Hope Koppelman is a writer living in Asheville, North Carolina. Her first book, The Gifts of Writing is set to release in the fall of 2020. For the past 15 years, Hope has served as the creative director and editor at www.tut.com. She is also a black belt in Tae Kwon Do, a Certified Yoga Instructor, and a life-long student of the Universe, learning to deepen and evolve her awareness of love every day. She spends her time between the mountains in Western North Carolina, the ocean in Florida, and Mexico.

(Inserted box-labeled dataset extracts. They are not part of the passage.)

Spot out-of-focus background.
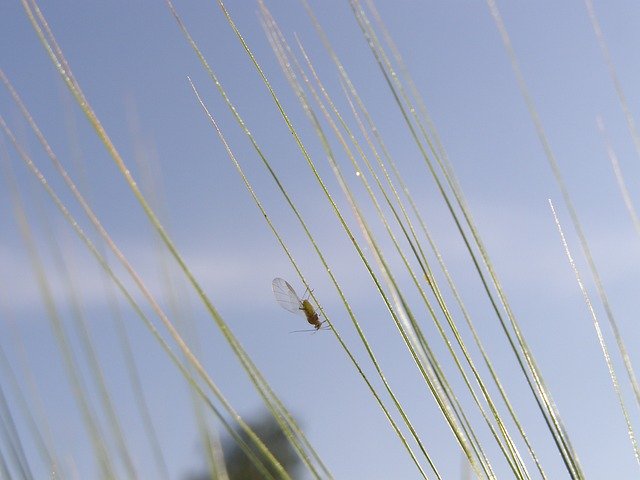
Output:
[0,0,640,479]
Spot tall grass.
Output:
[0,0,640,479]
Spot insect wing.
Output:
[272,278,304,315]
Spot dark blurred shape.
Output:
[186,414,301,480]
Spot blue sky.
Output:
[0,0,640,479]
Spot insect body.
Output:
[271,278,324,330]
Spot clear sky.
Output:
[0,0,640,479]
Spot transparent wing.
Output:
[271,278,304,315]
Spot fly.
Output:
[271,278,324,331]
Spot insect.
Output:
[271,278,325,332]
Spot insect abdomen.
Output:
[300,300,320,328]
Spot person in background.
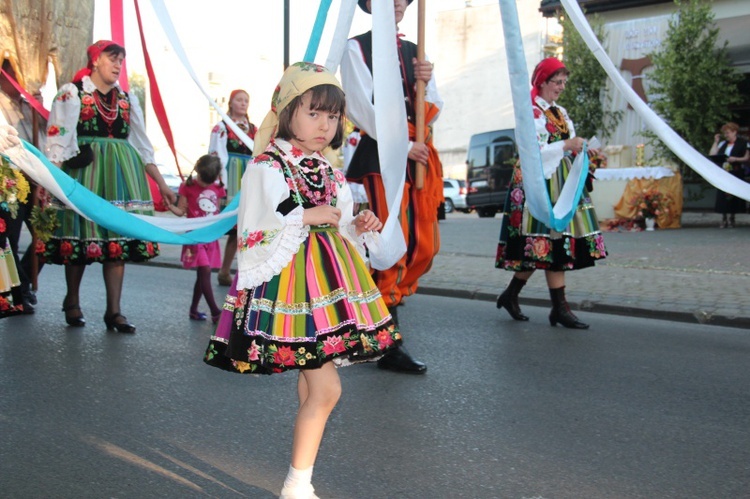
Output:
[169,154,226,323]
[208,89,257,286]
[40,40,175,333]
[341,0,443,374]
[205,62,401,499]
[495,57,607,329]
[708,121,750,229]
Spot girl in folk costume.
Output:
[169,154,226,322]
[37,40,175,333]
[495,57,607,329]
[208,89,257,286]
[205,62,401,498]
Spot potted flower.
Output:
[631,189,672,230]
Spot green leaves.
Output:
[644,0,742,178]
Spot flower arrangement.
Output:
[0,155,31,218]
[631,189,672,218]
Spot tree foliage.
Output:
[560,16,623,138]
[644,0,742,176]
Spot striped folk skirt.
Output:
[37,137,159,265]
[204,228,401,374]
[495,157,607,272]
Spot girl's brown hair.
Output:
[276,85,346,149]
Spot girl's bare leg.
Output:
[292,362,341,470]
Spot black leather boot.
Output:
[497,276,529,321]
[549,286,589,329]
[378,307,427,374]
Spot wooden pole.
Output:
[27,105,39,291]
[414,0,427,190]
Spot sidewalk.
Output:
[20,213,750,328]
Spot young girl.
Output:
[169,155,226,323]
[205,63,401,499]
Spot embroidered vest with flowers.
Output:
[75,82,130,139]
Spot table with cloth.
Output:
[591,166,682,229]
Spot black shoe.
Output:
[378,347,427,374]
[63,303,86,327]
[21,296,35,315]
[104,312,135,333]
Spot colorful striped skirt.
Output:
[37,137,159,265]
[495,157,607,272]
[204,228,401,374]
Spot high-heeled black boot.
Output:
[549,286,589,329]
[497,276,529,321]
[378,307,427,374]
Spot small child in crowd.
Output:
[169,154,226,323]
[200,62,401,499]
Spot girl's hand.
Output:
[354,210,383,236]
[302,204,341,227]
[563,137,583,153]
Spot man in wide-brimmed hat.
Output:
[341,0,443,374]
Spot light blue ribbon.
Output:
[500,0,588,232]
[21,140,240,244]
[303,0,331,62]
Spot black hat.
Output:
[357,0,412,14]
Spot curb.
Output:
[417,286,750,329]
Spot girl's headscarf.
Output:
[253,62,343,156]
[531,57,565,102]
[73,40,125,83]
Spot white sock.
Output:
[284,465,313,490]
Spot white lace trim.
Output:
[237,206,310,289]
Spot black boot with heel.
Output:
[378,307,427,374]
[549,286,589,329]
[497,276,529,321]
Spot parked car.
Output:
[443,178,471,213]
[466,129,518,217]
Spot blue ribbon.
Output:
[21,140,240,244]
[303,0,331,62]
[500,0,588,232]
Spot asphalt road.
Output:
[0,265,750,499]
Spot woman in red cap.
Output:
[42,40,175,333]
[495,57,607,329]
[208,89,257,286]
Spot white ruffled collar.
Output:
[81,76,122,94]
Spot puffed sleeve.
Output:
[45,83,81,164]
[341,39,378,140]
[333,170,367,261]
[208,121,229,185]
[128,92,156,165]
[534,106,575,179]
[237,154,310,289]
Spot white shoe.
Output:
[279,484,320,499]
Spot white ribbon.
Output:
[151,0,254,151]
[564,0,750,201]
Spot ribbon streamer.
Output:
[500,0,588,232]
[302,0,331,62]
[4,140,239,244]
[562,0,750,201]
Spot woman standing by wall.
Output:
[208,89,257,286]
[495,57,607,329]
[38,40,175,333]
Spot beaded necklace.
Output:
[544,107,568,135]
[93,90,119,128]
[283,154,336,206]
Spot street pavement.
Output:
[20,212,750,328]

1. When did you begin writing?
I don’t remember a time in my life when I wasn’t writing. Even in my earliest memories I was writing. When I was very young, my mom (who was also a writer) would come into my bedroom each morning and crawl into bed next to me with a notebook and pen to write down my dreams from the night before. When I was about five years old, I started dictating stories to my mom while she typed them on the typewriter, and those became the gifts I gave to teachers and friends and family. Writing is a part of who I am. I can’t imagine my life without it. It’s become the way that I pray, the way that I meditate, the way that I process everything going on in my life and the world around me.
2. Why do you write?
I love the process of writing. As Harper Lee said, “Any writer worth his salt writes to please himself.” This is certainly true for me. I get so much satisfaction out of the process of writing , without anything else attached to it. The process alone is enough to sustain me. That isn’t to say I don’t want to share my writing with others—I have a deep desire to share what I write with the world. But that’s secondary to the process of writing itself, which has so many gifts to offer. I feel that every time I sit down to write I come away from it a better person. I come away with new insights, clarity I did not have before, a new perspective on life, perhaps more understanding and compassionate and forgiving.
3. What does your writing process look like?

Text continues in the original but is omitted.